Companies are among the most popular structure for a business. Forty thousand are formed a year and just over 540,000 are registered with the companies' office.
They have a lesser tax rate than the top personal tax rate, limited liability and you can change the ownership with a form so it's no wonder they are popular.
As the IRD upgrades its systems, the prospect of more audit activity will be on the horizon.
Here are common things we discuss with clients about their companies that you may find useful.
Cars in companies can create a tax trap because the rules are different for companies vs sole traders and partnerships. If your company vehicle is available for private use you could be liable for fringe benefit tax.
The key bit here is "available for private use", and the more expensive the vehicle, the more FBT you could be liable for. Just saying to the IRD that you don't use it privately isn't enough to justify your position.
If you trade through a company and have only one contract or client and net more than $70,000 a year, you may not be able to leave any profit in the company.

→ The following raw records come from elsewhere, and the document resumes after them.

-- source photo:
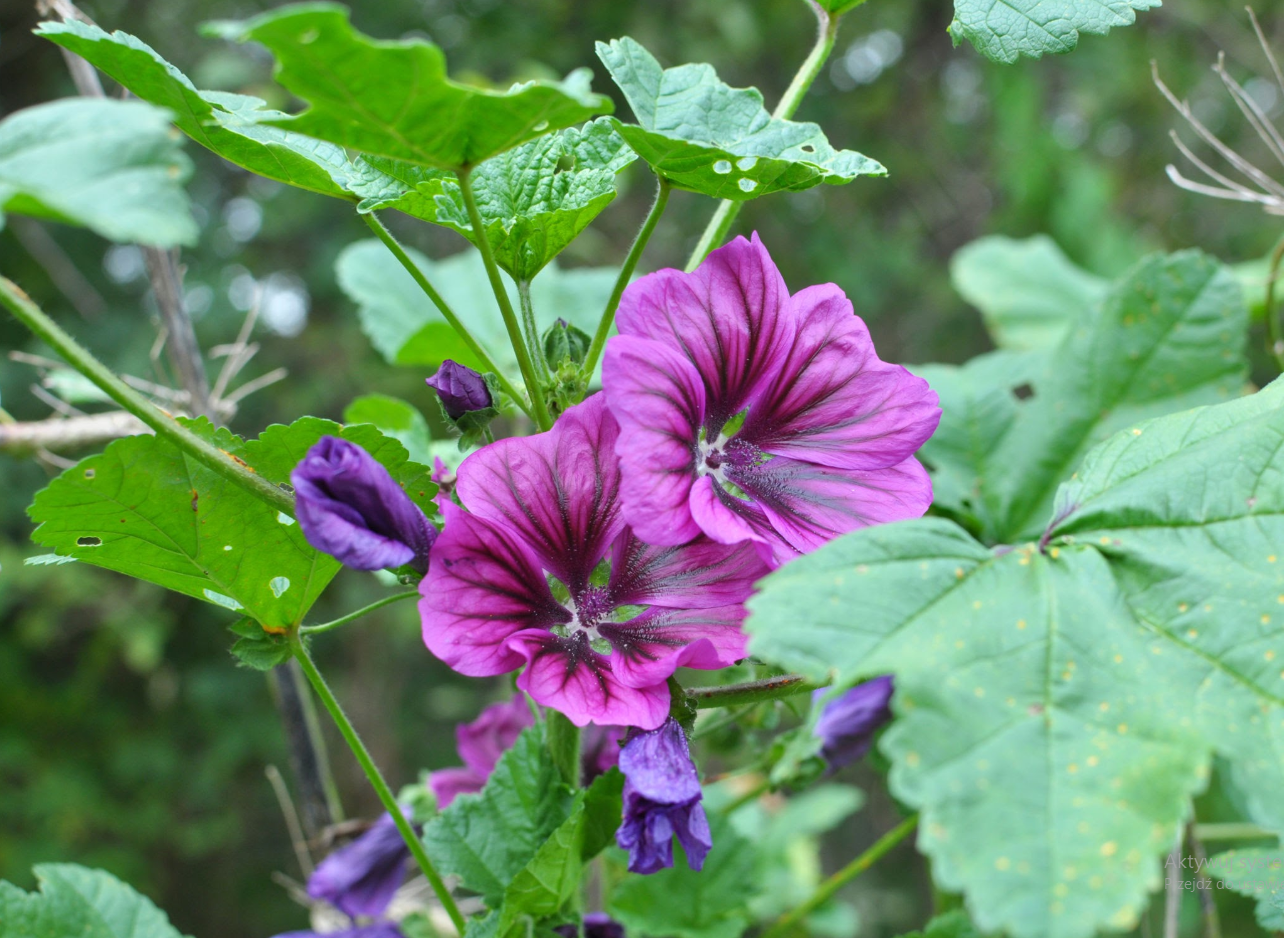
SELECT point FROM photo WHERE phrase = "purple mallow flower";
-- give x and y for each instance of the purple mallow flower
(516, 580)
(480, 743)
(362, 878)
(828, 431)
(596, 925)
(378, 929)
(460, 389)
(849, 721)
(349, 507)
(661, 801)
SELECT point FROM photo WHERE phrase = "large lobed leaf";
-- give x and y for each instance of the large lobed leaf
(144, 508)
(225, 123)
(1167, 336)
(709, 137)
(406, 329)
(393, 98)
(1058, 707)
(1029, 291)
(533, 199)
(111, 166)
(77, 901)
(1008, 30)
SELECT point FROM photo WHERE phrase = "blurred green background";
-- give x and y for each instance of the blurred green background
(127, 738)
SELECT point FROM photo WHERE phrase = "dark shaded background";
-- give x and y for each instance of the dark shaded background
(129, 741)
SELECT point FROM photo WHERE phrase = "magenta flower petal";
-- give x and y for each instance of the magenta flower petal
(695, 575)
(649, 648)
(727, 317)
(485, 587)
(833, 402)
(810, 504)
(556, 490)
(659, 400)
(568, 675)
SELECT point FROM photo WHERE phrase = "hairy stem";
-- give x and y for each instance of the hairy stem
(1275, 340)
(528, 322)
(826, 891)
(723, 217)
(443, 307)
(751, 692)
(564, 747)
(353, 616)
(31, 316)
(631, 262)
(534, 386)
(376, 780)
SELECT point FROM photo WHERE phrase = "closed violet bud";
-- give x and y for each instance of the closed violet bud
(849, 721)
(460, 389)
(362, 878)
(351, 508)
(661, 801)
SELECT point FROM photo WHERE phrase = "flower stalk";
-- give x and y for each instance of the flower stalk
(376, 780)
(631, 262)
(442, 306)
(534, 386)
(724, 216)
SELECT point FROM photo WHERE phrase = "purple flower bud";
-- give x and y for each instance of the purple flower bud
(362, 878)
(661, 800)
(480, 743)
(349, 507)
(848, 723)
(460, 389)
(596, 925)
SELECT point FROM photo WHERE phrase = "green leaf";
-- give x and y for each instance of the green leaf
(1009, 30)
(229, 125)
(393, 99)
(534, 199)
(488, 838)
(396, 418)
(77, 901)
(109, 166)
(1029, 291)
(147, 510)
(1255, 873)
(1167, 336)
(679, 902)
(406, 329)
(551, 878)
(1070, 697)
(709, 137)
(950, 925)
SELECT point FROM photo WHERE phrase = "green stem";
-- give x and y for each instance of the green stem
(1273, 320)
(530, 326)
(826, 891)
(236, 472)
(751, 692)
(631, 262)
(534, 388)
(715, 232)
(376, 780)
(1231, 832)
(442, 306)
(358, 613)
(564, 747)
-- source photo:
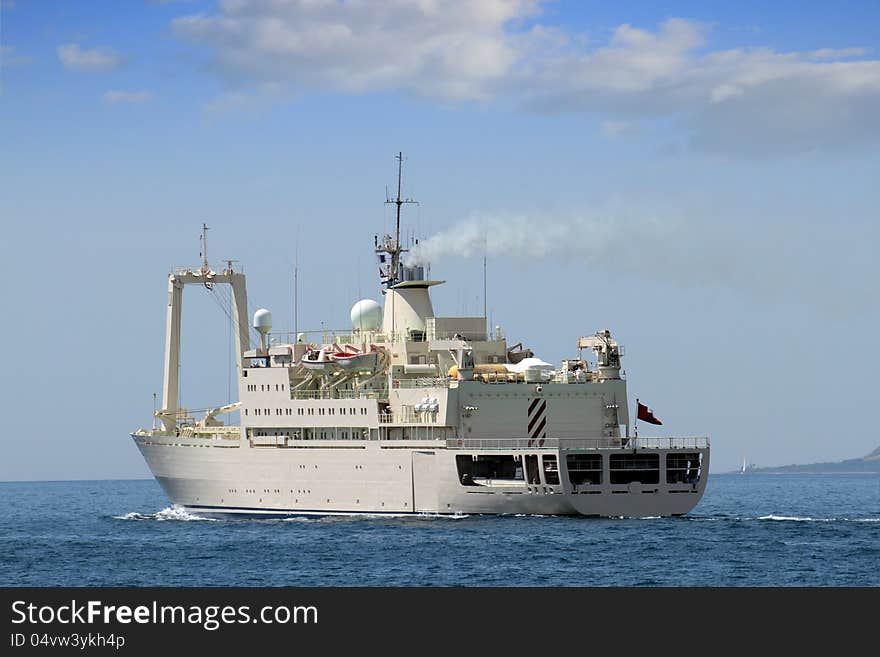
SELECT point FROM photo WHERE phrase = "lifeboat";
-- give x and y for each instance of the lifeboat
(352, 359)
(317, 360)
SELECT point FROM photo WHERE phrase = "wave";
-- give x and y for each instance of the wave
(169, 513)
(809, 519)
(776, 518)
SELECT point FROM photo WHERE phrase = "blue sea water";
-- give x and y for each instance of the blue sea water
(752, 530)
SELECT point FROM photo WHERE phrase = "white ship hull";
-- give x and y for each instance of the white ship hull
(326, 477)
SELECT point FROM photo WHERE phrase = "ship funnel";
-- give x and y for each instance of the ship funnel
(263, 323)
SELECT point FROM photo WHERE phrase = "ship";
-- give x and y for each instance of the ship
(409, 412)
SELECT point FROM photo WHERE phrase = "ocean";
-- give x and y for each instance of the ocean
(748, 530)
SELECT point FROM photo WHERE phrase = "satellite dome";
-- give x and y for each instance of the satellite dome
(263, 320)
(366, 315)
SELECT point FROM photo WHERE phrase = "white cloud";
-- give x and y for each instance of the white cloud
(451, 50)
(748, 100)
(615, 129)
(75, 58)
(115, 96)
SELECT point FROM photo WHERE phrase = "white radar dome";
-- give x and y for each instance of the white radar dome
(366, 315)
(263, 321)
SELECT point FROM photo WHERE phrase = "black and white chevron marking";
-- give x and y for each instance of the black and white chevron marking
(537, 427)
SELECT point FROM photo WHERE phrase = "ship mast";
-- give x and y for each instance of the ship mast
(394, 249)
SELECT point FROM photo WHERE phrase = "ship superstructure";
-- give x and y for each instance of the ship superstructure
(412, 412)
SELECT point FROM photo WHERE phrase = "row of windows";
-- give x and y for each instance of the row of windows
(315, 433)
(265, 387)
(583, 469)
(311, 411)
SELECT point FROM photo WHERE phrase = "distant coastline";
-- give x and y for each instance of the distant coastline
(868, 464)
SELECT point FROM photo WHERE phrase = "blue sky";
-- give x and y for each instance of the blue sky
(698, 177)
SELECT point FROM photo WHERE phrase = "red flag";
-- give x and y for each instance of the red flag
(646, 415)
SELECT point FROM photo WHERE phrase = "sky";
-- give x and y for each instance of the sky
(700, 178)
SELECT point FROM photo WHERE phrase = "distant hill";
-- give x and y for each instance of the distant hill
(868, 463)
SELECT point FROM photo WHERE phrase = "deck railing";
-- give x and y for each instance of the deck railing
(579, 443)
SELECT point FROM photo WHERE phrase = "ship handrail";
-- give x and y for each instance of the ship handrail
(378, 393)
(675, 442)
(422, 382)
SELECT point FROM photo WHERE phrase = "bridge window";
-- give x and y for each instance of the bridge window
(682, 468)
(629, 468)
(551, 469)
(584, 468)
(486, 469)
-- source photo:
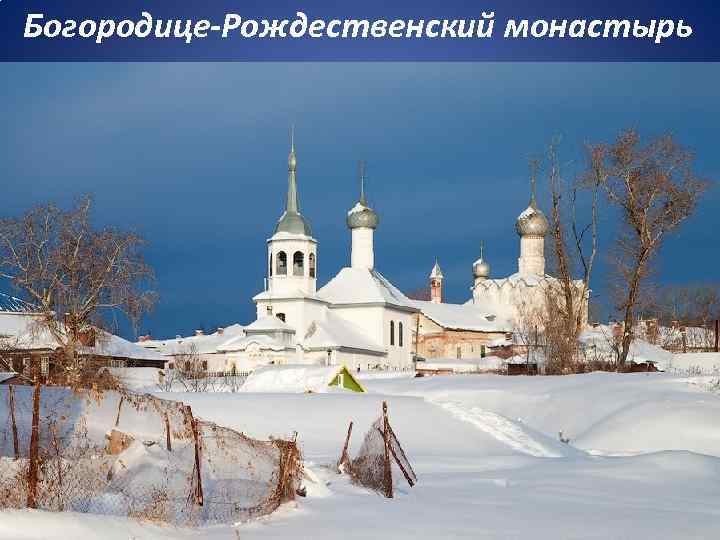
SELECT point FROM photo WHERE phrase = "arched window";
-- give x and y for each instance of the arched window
(311, 264)
(298, 264)
(281, 264)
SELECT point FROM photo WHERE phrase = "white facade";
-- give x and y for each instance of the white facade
(362, 253)
(292, 264)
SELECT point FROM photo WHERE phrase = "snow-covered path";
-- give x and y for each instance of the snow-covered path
(503, 429)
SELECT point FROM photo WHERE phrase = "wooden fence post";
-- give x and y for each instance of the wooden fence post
(345, 457)
(387, 472)
(197, 492)
(16, 447)
(117, 418)
(168, 443)
(34, 450)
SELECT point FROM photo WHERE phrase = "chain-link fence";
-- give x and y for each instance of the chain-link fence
(134, 455)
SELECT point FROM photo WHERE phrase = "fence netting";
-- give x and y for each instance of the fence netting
(379, 460)
(132, 455)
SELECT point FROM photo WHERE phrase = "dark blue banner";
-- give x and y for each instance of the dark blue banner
(370, 30)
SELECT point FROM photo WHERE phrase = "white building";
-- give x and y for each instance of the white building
(358, 318)
(518, 294)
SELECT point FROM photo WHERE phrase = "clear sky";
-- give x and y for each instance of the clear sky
(194, 157)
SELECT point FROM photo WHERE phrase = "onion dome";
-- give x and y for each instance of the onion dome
(292, 220)
(436, 272)
(532, 221)
(361, 215)
(481, 269)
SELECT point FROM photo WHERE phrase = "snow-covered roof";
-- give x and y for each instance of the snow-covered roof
(291, 379)
(24, 331)
(12, 304)
(269, 323)
(202, 344)
(241, 343)
(463, 317)
(137, 379)
(517, 279)
(297, 294)
(467, 365)
(363, 286)
(333, 332)
(601, 338)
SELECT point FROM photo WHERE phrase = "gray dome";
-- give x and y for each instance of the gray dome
(481, 269)
(532, 222)
(362, 216)
(293, 223)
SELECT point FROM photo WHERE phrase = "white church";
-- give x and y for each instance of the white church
(359, 318)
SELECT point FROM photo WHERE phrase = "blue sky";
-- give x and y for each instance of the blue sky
(194, 157)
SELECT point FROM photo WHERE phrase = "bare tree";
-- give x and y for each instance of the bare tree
(655, 188)
(573, 249)
(79, 278)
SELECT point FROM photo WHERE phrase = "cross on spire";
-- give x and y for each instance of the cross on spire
(293, 206)
(361, 166)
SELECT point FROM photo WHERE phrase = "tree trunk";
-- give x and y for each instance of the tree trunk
(33, 456)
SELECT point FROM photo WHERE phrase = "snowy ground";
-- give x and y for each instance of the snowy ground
(643, 461)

The attribution rules have five tests to determine if the profit in your company should be taxed in your personal name as opposed to a company. It doesn't make your company redundant from its other benefits such as limited liability, though.
Having more than one director in a company can be a necessity for some businesses. But in the case of husband-and-wife businesses who use a company as a trading vehicle it may be a better idea to have only one of you as a director.
The director is responsible for its day-to-day running; should things turn sour it might be better that one of you is responsible for the company, rather than both.
As a shareholder, drawings you take and advances you make are recorded against your name in a shareholders' current account. Keep an eye on your current account. If your drawings exceed what you put in via cash or effort you may owe the company money. This is in effect treated as a loan, which could be called on if the company is wound up.
And just a final quick note for those who are setting up a company for the first time: you may want to get some advice about ACC CoverPlus Extra to ensure you're covered appropriately for any unexpected accidents in your first year of business.
Jeremy Tauri is an associate at Plus Chartered Accountants.